Nizami’nin ölümü, bir dizi gösteriyi tetikledi. Zaman
içerisinde mahkemenin gerçek, bağımsız ve şeffaf bir mahkeme değil, politik bir
araç olduğu daha da net görüldü.
Tek mesele, mahkemenin politikleşmesi değil. Yargının
bağımsız olmadığı, insan haklarına saygı gösterilmediğine dair çokça kanıt
mevcut.
Hukukun egemenliği ile ilgili olarak Bangladeş, en
kötü onuncu ülke. Ülkede hesap verene hiç rastlanmıyor. Her gün yolsuzluklara
tanık olunuyor. Asıl endişe verici olansa mahkemenin yaptıkları. Mahkeme,
ideolojik açıdan taraflı. Hâkimler usulleri ihlal ediyor, onların bağımsız
olmadığına dair çokça emare var.
Bu endişelerin yanında, mahkemenin kurulurken insan
hakları konusunda kimi endişeler açığa çıkmıştı. Hükümet, suçlanan insanların
haklarını savunmakla alakalı anayasal normları ihlal etmekle suçlandı. Hükümet,
sırf söz konusu mahkemeyi kurmak için bu yasaları tadil etti. Uluslararası
Adalet Kaynakları Merkezi’ne göre, sadece muhalefet liderlerinin yargılandığı
bir mahkemeye dönüştü:
Mahkeme aynı zamanda somut kanıtlardan da yoksun. Bir
mahkemede bir kişiyi suçlamak için gereken kanıtlar, ulusal hukukî normlar
özelinde ihtiyaç duyulan kanıtlardan daha az. Bu da bir kişi suçun işlendiği
sırada ülkede olmadığı koşulda bile o kişinin suçlanmasını mümkün kılıyor.
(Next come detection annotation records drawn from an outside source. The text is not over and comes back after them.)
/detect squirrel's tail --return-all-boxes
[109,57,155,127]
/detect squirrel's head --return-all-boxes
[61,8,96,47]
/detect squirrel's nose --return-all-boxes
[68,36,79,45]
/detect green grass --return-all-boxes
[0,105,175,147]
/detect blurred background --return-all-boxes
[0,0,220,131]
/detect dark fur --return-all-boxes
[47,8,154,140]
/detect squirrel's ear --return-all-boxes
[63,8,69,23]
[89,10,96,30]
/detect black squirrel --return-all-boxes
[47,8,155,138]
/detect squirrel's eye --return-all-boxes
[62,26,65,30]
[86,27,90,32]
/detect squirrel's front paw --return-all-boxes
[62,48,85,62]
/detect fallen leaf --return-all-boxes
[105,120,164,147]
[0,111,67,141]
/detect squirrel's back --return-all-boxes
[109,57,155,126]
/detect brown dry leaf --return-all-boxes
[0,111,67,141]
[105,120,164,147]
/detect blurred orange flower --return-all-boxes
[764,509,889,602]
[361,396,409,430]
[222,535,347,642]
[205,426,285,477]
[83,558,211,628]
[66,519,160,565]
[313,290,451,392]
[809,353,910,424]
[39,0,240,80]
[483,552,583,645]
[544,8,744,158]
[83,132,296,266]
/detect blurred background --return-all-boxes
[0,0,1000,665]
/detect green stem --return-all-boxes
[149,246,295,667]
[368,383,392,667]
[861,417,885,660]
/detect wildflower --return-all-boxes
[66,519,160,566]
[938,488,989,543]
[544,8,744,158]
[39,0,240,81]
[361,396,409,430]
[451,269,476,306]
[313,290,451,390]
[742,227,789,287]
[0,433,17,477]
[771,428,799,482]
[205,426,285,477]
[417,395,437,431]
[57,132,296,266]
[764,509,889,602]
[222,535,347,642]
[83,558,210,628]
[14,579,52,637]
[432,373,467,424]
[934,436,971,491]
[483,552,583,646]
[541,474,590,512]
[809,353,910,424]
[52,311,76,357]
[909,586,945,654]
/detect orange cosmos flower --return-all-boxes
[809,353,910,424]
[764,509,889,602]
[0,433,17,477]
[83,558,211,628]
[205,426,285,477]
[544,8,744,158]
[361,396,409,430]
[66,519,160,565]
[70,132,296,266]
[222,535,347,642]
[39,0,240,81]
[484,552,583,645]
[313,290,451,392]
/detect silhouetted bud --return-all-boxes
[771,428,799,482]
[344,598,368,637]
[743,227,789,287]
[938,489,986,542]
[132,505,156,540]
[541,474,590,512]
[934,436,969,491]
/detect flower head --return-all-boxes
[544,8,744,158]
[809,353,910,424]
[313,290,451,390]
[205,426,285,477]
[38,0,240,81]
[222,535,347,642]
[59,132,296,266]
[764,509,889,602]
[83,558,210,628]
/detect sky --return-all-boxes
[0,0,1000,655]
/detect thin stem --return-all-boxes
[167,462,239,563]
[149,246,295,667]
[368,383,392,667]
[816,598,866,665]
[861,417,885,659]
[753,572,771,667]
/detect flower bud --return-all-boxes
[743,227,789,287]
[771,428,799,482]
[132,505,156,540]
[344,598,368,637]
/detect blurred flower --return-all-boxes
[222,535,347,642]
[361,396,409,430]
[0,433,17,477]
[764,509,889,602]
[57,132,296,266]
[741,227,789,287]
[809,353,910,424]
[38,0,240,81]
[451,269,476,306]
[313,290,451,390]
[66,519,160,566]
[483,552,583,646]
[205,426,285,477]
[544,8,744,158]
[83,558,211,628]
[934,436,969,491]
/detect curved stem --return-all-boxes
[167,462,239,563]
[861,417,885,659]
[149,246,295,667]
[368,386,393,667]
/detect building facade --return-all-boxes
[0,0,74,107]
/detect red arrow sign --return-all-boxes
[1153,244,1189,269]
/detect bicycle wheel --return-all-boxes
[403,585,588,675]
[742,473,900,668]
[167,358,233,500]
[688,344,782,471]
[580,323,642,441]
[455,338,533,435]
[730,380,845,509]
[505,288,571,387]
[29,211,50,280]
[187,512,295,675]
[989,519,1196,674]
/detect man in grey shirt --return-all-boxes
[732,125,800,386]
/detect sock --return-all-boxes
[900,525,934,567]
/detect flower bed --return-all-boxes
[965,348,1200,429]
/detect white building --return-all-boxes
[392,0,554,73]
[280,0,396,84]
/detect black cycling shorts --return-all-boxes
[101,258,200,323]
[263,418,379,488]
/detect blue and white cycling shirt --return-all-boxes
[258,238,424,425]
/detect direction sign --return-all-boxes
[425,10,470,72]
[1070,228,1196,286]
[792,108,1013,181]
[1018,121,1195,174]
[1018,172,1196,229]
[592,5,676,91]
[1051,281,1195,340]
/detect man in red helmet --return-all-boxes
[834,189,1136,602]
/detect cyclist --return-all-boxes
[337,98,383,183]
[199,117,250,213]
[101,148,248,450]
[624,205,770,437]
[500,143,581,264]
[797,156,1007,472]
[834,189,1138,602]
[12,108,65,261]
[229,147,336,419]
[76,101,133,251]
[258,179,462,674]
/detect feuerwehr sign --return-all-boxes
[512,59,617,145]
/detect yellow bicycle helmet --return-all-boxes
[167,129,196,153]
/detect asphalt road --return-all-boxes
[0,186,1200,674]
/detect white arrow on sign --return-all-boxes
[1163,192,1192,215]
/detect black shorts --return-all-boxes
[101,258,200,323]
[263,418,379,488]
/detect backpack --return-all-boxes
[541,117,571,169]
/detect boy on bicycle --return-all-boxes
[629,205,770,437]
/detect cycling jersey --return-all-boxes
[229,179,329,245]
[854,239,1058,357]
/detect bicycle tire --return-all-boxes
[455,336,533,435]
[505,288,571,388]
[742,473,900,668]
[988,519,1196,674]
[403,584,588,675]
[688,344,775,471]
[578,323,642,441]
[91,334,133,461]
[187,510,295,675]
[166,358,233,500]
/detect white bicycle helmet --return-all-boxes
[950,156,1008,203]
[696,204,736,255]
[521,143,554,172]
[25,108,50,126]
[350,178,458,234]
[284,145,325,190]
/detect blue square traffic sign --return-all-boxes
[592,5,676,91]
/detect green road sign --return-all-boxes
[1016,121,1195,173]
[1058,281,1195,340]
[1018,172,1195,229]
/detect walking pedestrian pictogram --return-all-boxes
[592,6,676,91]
Mahkemenin durumu iyileşmek şöyle dursun, daha da
kötüleşti. Onun yozlaştığı, paranın esiri olduğu çok açık. Mutiur Rahman
Nizami’nin katli, sadece savaş suçları isnat edilen, eskiden militan iken
şimdilerde politikacı hâline gelmiş bir isme indirgenebilecek bir olay değil.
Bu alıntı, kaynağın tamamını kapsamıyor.